Recently, we have been observing frequent connectivity drop issues on random application servers. Packet captures (tcpdump) revealed that some servers stop receiving ARP replies from their destination IP addresses—even though both are in the same VLAN and subnet.
This raises an important question: what could cause ARP failures in a flat Layer 2 domain?
A Quick Refresher: What is ARP?
Address Resolution Protocol (ARP) is the mechanism that maps an IP address to its corresponding MAC address on a local Ethernet network.
Without ARP, hosts cannot communicate within the same subnet.
- Layer 2 to Layer 3 Mapping: NICs don’t understand IP addresses—they only use MAC addresses. ARP provides the “glue” between IP (Layer 3) and Ethernet (Layer 2).

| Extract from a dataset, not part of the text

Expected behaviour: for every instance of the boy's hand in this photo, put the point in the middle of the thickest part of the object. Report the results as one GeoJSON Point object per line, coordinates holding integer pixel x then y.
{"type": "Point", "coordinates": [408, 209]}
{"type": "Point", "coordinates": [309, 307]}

- MAC Addresses: Every Ethernet NIC has a 48-bit globally unique identifier, burned into ROM, which is used to deliver Ethernet frames.

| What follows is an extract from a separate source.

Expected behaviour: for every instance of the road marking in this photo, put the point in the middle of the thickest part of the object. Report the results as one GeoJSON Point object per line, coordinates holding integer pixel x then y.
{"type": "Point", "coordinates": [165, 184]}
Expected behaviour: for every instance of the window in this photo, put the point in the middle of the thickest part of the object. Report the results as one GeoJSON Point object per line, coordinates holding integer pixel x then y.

- Operation: If host 10.0.0.11 wants to communicate with 10.0.0.22, it broadcasts an ARP request asking: “Who has 10.0.0.22?”. The host owning that IP replies with its MAC address.
Where Things Go Wrong: Possible ARP Table Overflow
In a /24 subnet (255.255.255.0), we can assign up to 254 usable IP addresses. If this limit is fully utilized (or close to it), ARP tables at switches, routers, or even servers may hit capacity constraints.
What we observed:
- No ARP reply received for some destination IPs.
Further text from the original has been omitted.